Considering how distant Cesar Chavez and Ronald Reagan were in philosophy, what would have the founder of the United Farm Workers thought of the Gipper starring in a film about migrant workers? I wonder if Chavez ever saw Juke Girl? A title by the way which one would never guess was about agriculture. When I first saw the title on the list of credits for Ronald Reagan, I thought it was some Forties musical with swing dancing.It's far from that. The title role is played by Ann Sheridan and she works in a roadside bar and dance club favored by the itinerant farm workers in that area of Florida. Two such migrant workers are Ronald Reagan and Richard Whorf who arrive in town. Whorf goes to work for the local wholesaler Gene Lockhart who pretty much sets prices his way as the farmers have nowhere else to sell their produce. Having lost a farm to the dust bowl in Kansas, Reagan's sympathies go out to farmer George Tobias who is trying to beat Lockhart's monopoly. The two friends become adversaries, but the friendship is strong, how strong everyone in the cast finds out before the film is over.Juke Girl with its deceptive title is a far cry from The Grapes Of Wrath, both book and film. The Joad family is on the road, not just the male breadwinner. Some of the actions Reagan takes in this film could never have been done by Tom Joad who carried responsibility for the whole Joad clan on the road. The players perform pretty much according to type. Ann Sheridan has some juicy lines, like the character she played in Torrid Zone had moved from Central America to Florida. Gene Lockhart who specialized in portraying particularly craven individuals is within his element, this may have been the most craven part Lockhart ever played.Juke Girl is hardly the sociological treatise that The Grapes Of Wrath was. But it's entertaining enough for the fans of the players in the cast.
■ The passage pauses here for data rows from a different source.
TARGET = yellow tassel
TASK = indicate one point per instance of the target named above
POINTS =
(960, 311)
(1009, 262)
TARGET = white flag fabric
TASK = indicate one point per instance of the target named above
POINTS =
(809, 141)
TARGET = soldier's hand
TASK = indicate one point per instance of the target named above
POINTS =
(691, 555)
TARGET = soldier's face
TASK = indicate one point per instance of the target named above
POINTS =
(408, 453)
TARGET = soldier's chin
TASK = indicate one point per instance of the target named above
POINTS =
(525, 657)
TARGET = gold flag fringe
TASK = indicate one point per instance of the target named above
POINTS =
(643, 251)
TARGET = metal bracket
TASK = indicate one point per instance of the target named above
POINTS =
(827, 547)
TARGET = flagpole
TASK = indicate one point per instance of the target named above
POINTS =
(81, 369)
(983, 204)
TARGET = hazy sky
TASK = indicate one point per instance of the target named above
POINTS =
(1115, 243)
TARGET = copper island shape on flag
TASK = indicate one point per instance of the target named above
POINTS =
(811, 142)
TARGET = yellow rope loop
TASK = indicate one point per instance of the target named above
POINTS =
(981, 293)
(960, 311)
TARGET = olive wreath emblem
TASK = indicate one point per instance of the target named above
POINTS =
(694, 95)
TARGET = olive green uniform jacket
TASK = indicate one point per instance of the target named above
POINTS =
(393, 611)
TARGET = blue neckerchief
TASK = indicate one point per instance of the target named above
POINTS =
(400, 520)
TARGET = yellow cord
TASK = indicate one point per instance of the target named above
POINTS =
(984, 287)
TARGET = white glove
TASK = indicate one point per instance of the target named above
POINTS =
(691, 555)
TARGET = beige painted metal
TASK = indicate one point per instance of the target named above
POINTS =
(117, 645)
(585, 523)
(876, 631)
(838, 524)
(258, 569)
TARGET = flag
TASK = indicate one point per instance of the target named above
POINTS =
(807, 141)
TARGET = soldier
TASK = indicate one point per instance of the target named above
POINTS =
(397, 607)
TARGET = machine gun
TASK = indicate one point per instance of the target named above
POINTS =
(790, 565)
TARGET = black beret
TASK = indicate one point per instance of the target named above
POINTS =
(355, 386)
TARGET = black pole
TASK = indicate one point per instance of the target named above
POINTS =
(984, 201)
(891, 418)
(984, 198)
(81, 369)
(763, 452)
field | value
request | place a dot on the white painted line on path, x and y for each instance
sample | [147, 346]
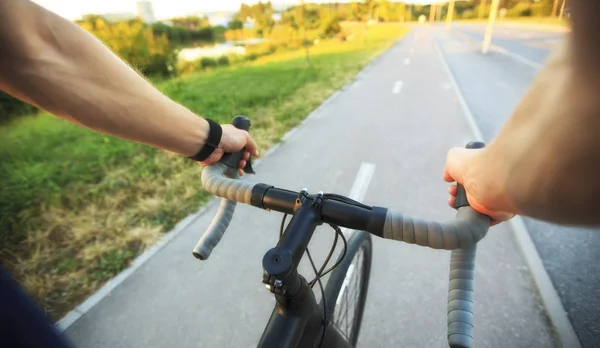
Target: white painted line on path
[360, 186]
[554, 308]
[397, 87]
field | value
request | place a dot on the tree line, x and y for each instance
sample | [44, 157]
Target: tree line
[151, 49]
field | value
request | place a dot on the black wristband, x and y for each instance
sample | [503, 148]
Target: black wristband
[212, 142]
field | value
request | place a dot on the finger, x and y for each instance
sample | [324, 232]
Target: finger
[251, 145]
[213, 158]
[447, 177]
[451, 201]
[453, 190]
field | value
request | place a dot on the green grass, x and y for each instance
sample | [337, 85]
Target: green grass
[550, 21]
[78, 206]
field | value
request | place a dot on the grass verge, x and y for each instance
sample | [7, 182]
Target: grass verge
[78, 206]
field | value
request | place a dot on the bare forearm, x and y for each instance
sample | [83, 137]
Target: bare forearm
[546, 158]
[54, 64]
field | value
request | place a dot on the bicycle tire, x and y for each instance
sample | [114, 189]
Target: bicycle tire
[360, 248]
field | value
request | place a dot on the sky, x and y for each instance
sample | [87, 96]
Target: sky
[72, 9]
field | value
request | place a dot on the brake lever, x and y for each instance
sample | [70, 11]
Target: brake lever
[232, 160]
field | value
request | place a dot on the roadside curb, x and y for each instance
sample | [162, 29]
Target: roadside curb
[555, 311]
[78, 312]
[107, 288]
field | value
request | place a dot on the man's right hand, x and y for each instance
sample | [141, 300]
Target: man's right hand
[466, 167]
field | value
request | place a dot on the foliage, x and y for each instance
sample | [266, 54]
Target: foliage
[260, 13]
[519, 10]
[191, 22]
[135, 42]
[391, 11]
[11, 107]
[180, 35]
[64, 232]
[235, 24]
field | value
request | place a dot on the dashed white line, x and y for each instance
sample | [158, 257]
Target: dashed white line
[360, 186]
[397, 87]
[515, 56]
[554, 308]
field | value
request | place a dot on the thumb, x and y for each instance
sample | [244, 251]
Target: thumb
[456, 164]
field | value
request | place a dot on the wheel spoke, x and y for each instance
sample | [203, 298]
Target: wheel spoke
[348, 302]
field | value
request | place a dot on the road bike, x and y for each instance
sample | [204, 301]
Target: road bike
[297, 319]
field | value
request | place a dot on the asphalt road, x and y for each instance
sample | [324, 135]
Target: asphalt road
[400, 115]
[492, 85]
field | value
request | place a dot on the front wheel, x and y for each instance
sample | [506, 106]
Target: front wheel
[346, 290]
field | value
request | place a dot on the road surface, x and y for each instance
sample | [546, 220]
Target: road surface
[400, 115]
[492, 85]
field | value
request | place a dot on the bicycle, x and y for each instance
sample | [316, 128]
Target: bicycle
[297, 320]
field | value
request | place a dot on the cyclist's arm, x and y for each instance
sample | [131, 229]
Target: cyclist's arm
[545, 162]
[54, 64]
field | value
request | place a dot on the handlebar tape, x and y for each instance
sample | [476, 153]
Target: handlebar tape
[460, 236]
[215, 183]
[468, 229]
[215, 230]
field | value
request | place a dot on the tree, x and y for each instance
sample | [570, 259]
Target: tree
[235, 24]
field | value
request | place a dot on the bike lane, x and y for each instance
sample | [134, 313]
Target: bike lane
[398, 117]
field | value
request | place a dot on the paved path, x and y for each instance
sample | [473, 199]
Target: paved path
[492, 86]
[401, 115]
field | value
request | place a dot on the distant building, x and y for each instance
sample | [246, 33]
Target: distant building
[121, 16]
[145, 11]
[219, 19]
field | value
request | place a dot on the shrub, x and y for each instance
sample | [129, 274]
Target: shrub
[223, 61]
[186, 67]
[519, 10]
[11, 107]
[208, 63]
[468, 14]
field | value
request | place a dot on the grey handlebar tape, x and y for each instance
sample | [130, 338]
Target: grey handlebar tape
[232, 191]
[468, 228]
[216, 183]
[461, 236]
[460, 297]
[215, 230]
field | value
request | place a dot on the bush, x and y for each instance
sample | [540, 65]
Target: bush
[223, 61]
[330, 27]
[208, 63]
[519, 10]
[11, 107]
[186, 67]
[468, 14]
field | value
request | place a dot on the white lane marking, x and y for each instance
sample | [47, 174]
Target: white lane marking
[549, 295]
[360, 186]
[554, 308]
[520, 58]
[362, 181]
[397, 87]
[461, 99]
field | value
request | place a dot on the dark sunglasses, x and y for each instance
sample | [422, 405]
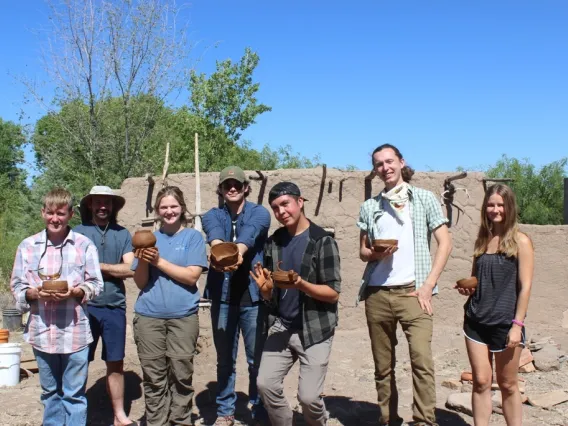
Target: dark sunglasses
[228, 184]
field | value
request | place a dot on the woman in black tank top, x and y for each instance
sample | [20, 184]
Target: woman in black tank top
[495, 310]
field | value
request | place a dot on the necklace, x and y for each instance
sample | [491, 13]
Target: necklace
[103, 233]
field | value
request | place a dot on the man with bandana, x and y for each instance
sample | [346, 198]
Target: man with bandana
[304, 314]
[398, 283]
[107, 312]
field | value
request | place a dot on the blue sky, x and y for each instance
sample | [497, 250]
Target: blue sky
[451, 83]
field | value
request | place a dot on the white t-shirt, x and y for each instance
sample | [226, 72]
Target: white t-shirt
[397, 269]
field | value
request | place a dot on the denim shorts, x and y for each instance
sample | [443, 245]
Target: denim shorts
[492, 336]
[110, 325]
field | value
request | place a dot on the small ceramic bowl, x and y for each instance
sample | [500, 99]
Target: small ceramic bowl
[53, 286]
[467, 283]
[382, 245]
[225, 255]
[143, 239]
[284, 279]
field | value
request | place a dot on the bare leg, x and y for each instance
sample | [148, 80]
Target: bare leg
[115, 389]
[507, 367]
[482, 371]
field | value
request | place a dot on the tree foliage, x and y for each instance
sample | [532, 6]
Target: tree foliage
[539, 192]
[227, 98]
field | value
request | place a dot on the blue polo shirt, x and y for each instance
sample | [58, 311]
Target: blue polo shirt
[164, 297]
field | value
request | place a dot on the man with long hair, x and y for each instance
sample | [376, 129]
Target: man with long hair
[398, 282]
[236, 302]
[58, 326]
[107, 312]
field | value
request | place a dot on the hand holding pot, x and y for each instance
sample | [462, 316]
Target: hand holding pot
[150, 255]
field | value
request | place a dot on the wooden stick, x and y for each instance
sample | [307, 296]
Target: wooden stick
[166, 165]
[197, 217]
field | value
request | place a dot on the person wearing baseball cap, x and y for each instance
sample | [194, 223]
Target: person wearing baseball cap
[305, 310]
[236, 304]
[107, 312]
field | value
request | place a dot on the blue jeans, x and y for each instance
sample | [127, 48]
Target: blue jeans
[63, 379]
[227, 321]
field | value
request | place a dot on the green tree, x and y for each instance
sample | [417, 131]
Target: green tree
[227, 98]
[540, 192]
[15, 207]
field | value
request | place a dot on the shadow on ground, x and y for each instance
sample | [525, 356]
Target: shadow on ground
[205, 402]
[351, 412]
[99, 411]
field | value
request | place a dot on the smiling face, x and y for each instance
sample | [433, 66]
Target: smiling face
[233, 191]
[56, 218]
[101, 208]
[169, 210]
[287, 209]
[388, 167]
[495, 209]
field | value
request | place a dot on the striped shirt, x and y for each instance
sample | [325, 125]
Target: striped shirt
[57, 327]
[426, 214]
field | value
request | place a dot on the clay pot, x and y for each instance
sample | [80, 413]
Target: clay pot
[467, 283]
[143, 239]
[382, 245]
[4, 335]
[284, 279]
[225, 255]
[54, 286]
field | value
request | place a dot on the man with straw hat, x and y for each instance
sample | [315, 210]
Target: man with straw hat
[107, 312]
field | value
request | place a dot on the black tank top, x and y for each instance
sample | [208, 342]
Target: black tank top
[494, 301]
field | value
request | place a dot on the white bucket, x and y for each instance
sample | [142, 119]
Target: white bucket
[10, 354]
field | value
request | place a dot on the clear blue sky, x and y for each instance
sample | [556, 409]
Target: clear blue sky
[452, 83]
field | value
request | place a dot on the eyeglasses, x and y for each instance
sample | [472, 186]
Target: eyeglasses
[229, 184]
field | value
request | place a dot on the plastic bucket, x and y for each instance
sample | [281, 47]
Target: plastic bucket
[12, 319]
[10, 354]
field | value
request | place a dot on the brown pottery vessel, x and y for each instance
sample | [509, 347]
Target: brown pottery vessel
[143, 239]
[225, 255]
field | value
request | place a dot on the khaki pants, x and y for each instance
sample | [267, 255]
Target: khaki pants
[281, 350]
[166, 348]
[384, 308]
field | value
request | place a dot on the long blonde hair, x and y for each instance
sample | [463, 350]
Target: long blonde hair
[508, 244]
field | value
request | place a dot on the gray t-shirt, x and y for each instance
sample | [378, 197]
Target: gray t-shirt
[116, 243]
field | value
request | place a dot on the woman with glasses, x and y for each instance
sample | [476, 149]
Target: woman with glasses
[495, 312]
[58, 326]
[236, 305]
[166, 324]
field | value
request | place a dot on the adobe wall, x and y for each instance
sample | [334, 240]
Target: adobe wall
[342, 196]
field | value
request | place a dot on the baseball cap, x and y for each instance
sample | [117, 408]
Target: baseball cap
[232, 172]
[284, 188]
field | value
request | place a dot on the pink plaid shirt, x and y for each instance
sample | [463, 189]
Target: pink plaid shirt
[57, 327]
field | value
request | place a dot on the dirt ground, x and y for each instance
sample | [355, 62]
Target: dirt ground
[349, 391]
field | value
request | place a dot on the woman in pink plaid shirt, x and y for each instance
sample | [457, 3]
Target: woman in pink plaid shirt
[58, 326]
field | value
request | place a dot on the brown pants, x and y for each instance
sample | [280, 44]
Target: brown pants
[281, 350]
[384, 308]
[166, 348]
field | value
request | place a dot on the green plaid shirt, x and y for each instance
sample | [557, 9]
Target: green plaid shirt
[320, 265]
[426, 214]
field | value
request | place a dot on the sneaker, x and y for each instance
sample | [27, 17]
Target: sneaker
[225, 421]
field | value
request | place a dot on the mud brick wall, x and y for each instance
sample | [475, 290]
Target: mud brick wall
[343, 193]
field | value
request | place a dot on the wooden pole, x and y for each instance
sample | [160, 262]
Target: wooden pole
[197, 219]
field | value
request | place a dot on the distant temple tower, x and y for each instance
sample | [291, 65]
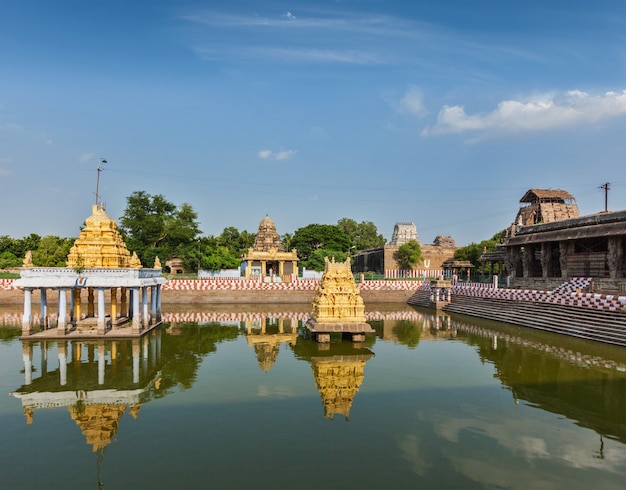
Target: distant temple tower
[266, 258]
[100, 245]
[403, 233]
[546, 206]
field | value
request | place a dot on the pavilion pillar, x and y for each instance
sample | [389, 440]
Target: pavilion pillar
[62, 353]
[144, 306]
[27, 357]
[113, 306]
[136, 312]
[101, 324]
[43, 310]
[153, 304]
[546, 259]
[90, 309]
[27, 317]
[136, 349]
[124, 303]
[615, 257]
[77, 304]
[62, 318]
[101, 362]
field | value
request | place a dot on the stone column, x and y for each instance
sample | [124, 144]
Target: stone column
[124, 304]
[101, 362]
[101, 324]
[43, 310]
[77, 304]
[27, 317]
[62, 319]
[113, 306]
[90, 309]
[145, 317]
[62, 351]
[27, 357]
[153, 304]
[546, 259]
[136, 321]
[615, 257]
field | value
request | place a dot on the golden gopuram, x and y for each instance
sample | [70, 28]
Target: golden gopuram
[113, 279]
[338, 306]
[266, 259]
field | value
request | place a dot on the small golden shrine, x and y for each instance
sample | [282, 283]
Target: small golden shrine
[338, 379]
[338, 306]
[267, 259]
[100, 244]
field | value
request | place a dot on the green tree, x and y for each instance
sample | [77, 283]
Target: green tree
[153, 226]
[364, 235]
[52, 251]
[314, 237]
[8, 260]
[409, 254]
[473, 251]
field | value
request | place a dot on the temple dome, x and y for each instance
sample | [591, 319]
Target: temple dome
[100, 244]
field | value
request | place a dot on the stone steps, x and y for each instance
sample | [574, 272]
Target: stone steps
[586, 323]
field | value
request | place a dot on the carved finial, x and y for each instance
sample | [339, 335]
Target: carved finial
[135, 263]
[28, 259]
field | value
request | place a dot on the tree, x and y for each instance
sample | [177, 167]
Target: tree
[473, 251]
[364, 235]
[314, 237]
[409, 254]
[153, 226]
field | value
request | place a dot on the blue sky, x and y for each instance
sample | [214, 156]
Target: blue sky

A depression story that while it entertains fails in the long haul. A too good looking Ronald Reagan plays a Tom Joad character by the name of Steve Talbot. All he wants to do farm but the local boss Madden , played against type by Gene Lockhart, doesn't want to see the farmers organize and who is aided by Steve's best friend Danny, Richard Whorf, and Madden's top henchman Cully, Howard Da Silva. And of course there is Steve's love interest Lola, Ann Sheridan. What hurts the story are the good looks of the leads. These are not the worn out physically depleted characters seen in The Grapes of Wrath. This cast looks like they just stepped right out of the latest pages of a Hollywood Magazine or Vogue. Apparently staring in this picture had no impact on the young Ronald Reagan who as president had little to none of Steve Madden but lots of Henry Madden. I guess if nothing else this film proves Reagan a good actor who was able to read the lines not live them.